2026-06-09 01:26:22 -03:00

65 lines
2.8 KiB
Markdown

# Veles Infrastructure Contract
This stack is staged for Flux and intentionally starts the app deployments at `replicas: 0` until images and the app-side runtime contract are ready.
## Cluster Contract
- Namespace: `veles`
- Hostname: `https://veles.bstein.dev`
- Namespace: `veles`; no alternate alpha namespace is used.
- Backend service: `veles-backend.veles.svc.cluster.local:80`
- Frontend service: `veles-frontend.veles.svc.cluster.local:80`
- Postgres service: `veles-postgres.veles.svc.cluster.local:5432`
- Artifact PVC: `veles-artifacts`, mounted at `/data/veles-artifacts`
- Storage classes: `veles-oceanus-db`, `veles-oceanus-artifacts`
- Images:
- `registry.bstein.dev/veles/veles-backend`
- `registry.bstein.dev/veles/veles-frontend`
- `registry.bstein.dev/veles/veles-sim-worker`
## Runtime Env
Veles should consume:
- `VELES_PUBLIC_BASE_URL=https://veles.bstein.dev`
- `VELES_OIDC_ISSUER=https://sso.bstein.dev/realms/veles`
- `VELES_OIDC_CLIENT_ID=veles-web`
- `VELES_OIDC_REQUIRED_GROUPS=alpha,admin`
- `DATABASE_URL` from `kv/data/atlas/veles/veles-db`
- `VELES_SESSION_SECRET` from `kv/data/atlas/veles/app-secrets`
- `VELES_BYOK_ENCRYPTION_KEY` from `kv/data/atlas/veles/app-secrets`
User OpenAI API keys must stay in the Veles database encrypted with `VELES_BYOK_ENCRYPTION_KEY`; do not store per-user BYOK secrets in Vault.
## Simulation Jobs
The backend service account can create, watch, and delete Jobs only inside the `veles` namespace. Simulation pods should use service account `veles-sim`, set `automountServiceAccountToken: false`, and use:
```yaml
priorityClassName: veles-sim
nodeSelector:
veles.bstein.dev/simulation: "true"
tolerations:
- key: veles.bstein.dev/simulation
operator: Equal
value: "true"
effect: NoSchedule
```
## Staged Operator Steps
1. Join `titan-23`/Oceanus to Atlas as a worker.
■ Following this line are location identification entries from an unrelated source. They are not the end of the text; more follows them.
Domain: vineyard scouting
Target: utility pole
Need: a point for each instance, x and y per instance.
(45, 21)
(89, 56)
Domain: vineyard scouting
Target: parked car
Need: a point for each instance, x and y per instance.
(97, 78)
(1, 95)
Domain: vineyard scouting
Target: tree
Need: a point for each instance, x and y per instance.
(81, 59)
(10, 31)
2. Use Metis with `titan-23` in `METIS_FLASH_HOSTS`; the existing node secret placeholder uses `192.168.22.23`.
3. Confirm the node normalizer applies the Veles labels and taint.
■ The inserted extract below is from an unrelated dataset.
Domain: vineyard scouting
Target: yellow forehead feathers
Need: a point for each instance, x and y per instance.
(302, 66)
4. Add Oceanus Longhorn disks at paths tagged by the Longhorn tag ensure job.
5. Let Vault policy reconciliation run, then unsuspend `veles-secrets-ensure-2`.
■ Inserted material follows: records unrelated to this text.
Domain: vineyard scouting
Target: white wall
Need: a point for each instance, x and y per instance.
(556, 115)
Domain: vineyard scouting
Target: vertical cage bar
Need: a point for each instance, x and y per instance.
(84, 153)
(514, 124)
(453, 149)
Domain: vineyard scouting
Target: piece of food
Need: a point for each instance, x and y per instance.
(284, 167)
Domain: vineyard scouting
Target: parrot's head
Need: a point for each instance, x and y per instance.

6. Unsuspend `veles-realm-ensure-3` in `services/keycloak` to create the realm/client secret.
7. Create the Harbor `veles` project or robot access before image automation is enabled in production.
8. Scale `veles-postgres`, then backend/frontend once app images exist.
## Assumptions
- `veles-oceanus-artifacts` is RWO for alpha; simulation workers should either run on Oceanus with the backend or stream logs to the backend, which owns writes.
- Postgres uses Longhorn backup recurring jobs off Oceanus. This is not a substitute for a tested restore drill.
- The Jenkins job skeleton points at the Veles repo but stays disabled until that repo provides a Jenkinsfile.